As most business owners do, they lean towards hiring a financial adviser in order to keep their finances in place and strength their capital. Sometimes the expense might be a bit much for someone running a business, hence the additional option called ‘Robo Advisors’ was then created.
Robo Advisors are computer systems that can review analytics and make financial recommendations based on current trends and personal wealth. This is current trend that seems as if the newer generation will become more active for using such tools.
But is having a Robo Advisor the best approach to your finances?
Financial Advisers can add discipline and help their clients from making irrational decisions. Having a professionally suited person to talk and rely on can provide a peace-of-mind and ultimately result in better long term results.  For example; Advisers can manage at the household level, allowing for the temporary and permanent tax savings afforded by location optimization. This strategy can be made more valuable through the inclusion of outside accounts. Location optimization and integration of outside accounts cannot be obtained through a robo-advise. A financial adviser can coordinate investments with time-line, risk tolerance, tax situation, cash flow needs, estate goals and contingency planning.

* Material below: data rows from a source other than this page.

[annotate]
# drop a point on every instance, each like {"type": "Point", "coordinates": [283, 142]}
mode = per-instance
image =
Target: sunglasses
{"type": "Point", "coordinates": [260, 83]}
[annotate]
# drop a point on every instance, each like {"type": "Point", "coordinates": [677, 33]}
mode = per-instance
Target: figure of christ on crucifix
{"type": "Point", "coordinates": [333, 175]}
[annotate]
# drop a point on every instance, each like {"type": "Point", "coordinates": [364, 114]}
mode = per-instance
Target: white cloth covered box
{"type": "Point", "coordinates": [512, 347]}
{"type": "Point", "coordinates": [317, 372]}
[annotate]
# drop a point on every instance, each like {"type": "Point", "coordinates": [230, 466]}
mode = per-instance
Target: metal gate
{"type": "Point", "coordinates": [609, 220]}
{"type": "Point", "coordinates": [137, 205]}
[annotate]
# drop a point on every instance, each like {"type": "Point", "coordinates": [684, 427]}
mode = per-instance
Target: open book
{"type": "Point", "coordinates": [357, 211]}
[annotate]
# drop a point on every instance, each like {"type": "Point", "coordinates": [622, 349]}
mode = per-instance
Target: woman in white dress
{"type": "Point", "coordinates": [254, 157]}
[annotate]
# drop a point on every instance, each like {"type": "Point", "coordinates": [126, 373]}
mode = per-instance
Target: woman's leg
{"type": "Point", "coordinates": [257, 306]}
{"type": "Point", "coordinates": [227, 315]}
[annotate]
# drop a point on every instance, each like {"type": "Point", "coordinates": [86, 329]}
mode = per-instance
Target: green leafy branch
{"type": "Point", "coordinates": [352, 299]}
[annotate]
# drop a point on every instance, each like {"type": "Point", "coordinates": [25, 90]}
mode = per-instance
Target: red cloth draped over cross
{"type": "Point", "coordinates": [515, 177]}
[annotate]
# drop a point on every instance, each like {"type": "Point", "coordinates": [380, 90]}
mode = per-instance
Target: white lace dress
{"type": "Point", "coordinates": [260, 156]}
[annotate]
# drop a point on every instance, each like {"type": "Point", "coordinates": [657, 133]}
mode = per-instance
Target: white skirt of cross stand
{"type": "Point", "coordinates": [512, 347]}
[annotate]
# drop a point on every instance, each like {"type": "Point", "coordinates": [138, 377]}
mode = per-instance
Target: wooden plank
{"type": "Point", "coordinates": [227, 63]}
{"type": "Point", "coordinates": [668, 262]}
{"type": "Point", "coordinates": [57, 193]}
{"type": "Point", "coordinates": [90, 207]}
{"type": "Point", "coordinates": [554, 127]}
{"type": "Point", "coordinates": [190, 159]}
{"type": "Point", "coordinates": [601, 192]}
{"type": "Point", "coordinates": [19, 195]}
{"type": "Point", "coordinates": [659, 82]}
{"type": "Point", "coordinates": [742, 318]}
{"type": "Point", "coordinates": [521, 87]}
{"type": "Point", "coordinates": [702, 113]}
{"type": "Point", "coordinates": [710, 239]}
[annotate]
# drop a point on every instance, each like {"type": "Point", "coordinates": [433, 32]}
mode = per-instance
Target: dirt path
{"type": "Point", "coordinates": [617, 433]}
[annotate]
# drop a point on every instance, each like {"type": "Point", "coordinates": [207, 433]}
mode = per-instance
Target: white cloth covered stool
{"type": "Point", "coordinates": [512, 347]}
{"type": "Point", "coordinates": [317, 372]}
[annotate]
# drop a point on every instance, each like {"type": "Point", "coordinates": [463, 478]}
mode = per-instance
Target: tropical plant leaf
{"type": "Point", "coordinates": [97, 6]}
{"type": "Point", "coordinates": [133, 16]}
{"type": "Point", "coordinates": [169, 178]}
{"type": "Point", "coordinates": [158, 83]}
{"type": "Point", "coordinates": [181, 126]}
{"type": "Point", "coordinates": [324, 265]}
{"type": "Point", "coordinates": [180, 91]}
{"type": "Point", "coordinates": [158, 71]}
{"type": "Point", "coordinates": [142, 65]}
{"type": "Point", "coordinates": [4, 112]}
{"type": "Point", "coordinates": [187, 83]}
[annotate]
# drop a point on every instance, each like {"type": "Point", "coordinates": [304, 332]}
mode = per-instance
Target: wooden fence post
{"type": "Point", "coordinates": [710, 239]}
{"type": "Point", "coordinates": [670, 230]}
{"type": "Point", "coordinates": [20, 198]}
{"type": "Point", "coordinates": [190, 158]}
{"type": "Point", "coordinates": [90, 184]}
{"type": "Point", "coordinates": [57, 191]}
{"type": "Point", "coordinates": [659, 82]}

It’s also a new industry that’s still primitive and yet to still prove there full benefits. ‘It is hard to trust an algorithm, even if it is an algorithm with a fantastic website and a customer service number.’ – Tim Maurer contributor and director of personal finance for Buckingham and the BAM Alliance CNBC stated. Most wealthier investors trend towards having a financial adviser. On a survey created by Spectrum, around 85% percent said they where satisfied with their traditional adviser, the market is clearly still out there for traditional origins.

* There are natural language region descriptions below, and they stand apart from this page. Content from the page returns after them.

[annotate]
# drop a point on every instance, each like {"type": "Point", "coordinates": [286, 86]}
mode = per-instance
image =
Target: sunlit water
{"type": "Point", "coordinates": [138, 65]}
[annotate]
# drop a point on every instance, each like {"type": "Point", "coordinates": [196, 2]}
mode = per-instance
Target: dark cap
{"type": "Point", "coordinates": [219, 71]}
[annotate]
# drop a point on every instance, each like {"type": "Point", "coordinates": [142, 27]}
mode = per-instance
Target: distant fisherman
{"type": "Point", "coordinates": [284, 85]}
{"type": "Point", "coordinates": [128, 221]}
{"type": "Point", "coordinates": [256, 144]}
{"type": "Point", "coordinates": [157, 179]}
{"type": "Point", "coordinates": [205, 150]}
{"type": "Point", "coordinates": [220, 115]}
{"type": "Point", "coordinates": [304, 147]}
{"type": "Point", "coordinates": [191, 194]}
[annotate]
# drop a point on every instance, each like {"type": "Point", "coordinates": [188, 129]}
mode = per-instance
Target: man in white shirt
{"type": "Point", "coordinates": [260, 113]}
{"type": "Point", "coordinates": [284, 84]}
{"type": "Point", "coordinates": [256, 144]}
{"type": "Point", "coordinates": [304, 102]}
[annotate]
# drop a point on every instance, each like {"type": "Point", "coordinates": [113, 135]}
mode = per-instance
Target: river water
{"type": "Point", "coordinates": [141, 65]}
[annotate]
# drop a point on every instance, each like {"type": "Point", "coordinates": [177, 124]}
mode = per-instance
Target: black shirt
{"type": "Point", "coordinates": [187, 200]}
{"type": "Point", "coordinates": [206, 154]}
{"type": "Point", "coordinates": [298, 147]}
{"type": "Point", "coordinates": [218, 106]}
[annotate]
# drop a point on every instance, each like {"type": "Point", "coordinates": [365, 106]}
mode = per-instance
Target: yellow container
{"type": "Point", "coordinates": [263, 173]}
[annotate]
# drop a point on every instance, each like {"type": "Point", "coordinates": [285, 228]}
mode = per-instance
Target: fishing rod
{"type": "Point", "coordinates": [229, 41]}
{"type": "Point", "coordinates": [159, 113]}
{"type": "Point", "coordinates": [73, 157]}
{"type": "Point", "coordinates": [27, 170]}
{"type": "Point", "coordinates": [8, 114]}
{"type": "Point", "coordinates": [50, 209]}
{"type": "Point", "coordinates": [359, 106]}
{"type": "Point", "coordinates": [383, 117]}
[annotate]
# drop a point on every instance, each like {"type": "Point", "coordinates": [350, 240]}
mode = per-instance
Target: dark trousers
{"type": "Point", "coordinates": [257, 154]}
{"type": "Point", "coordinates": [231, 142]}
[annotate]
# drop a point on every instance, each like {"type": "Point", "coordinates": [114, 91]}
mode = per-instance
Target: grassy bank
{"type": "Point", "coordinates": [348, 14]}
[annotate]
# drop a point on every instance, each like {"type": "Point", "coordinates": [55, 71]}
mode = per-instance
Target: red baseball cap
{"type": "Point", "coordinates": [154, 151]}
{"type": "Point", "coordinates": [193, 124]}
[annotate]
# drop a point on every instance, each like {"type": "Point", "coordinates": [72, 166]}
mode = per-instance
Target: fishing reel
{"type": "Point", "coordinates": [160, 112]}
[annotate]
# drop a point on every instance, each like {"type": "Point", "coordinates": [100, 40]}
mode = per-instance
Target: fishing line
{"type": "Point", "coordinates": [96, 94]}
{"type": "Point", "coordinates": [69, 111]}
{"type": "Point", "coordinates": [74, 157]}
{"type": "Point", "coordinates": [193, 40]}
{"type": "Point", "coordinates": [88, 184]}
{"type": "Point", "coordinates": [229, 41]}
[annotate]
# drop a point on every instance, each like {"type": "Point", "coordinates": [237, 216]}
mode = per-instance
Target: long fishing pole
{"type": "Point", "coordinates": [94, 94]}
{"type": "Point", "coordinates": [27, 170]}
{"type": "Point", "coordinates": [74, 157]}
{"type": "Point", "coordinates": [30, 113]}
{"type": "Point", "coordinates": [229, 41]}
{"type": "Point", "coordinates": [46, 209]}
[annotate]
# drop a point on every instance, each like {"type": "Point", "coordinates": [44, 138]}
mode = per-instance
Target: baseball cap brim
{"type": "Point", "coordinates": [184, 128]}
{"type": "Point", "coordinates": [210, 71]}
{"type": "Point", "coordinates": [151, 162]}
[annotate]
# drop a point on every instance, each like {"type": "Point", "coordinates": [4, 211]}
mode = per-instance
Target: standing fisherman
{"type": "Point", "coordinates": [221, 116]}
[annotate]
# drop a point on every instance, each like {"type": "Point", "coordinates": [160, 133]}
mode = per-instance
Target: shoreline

What about retirement planning? As most people seek financial investment advisers towards their retirement planning. Let’s think about how a Robo Advisor  would determine beneficiaries for retirement plans that sync with the estate. Or even wisely choosing a lump sum versus an annuity from a corporate pension. How about determining the optimal way to use Social Security during retirement? Or estimating current expenses and projecting those into the coming years? Examining the tax impact of prospective relocation? Initializing a portion of retirement income now or in the future? Developing an allocation designed to withstand both market forces and required minimum distributions? Let’s not forget estimating expenses and projecting the near future holdings. It’s topics like these are clearly not intended to be navigated by an electronic programs.

At the end of the day the main reason why people deviate towards Robo Advisor is the cost effect and ‘rapid’ responses but there’s no price to quality. Having a human personal touch to your investments with people of experience and gut feeling can’t come through a virtual program.  At the end of day it’s your choice and it’s highly encouraged to do some research before moving forward with a Robo Advisor.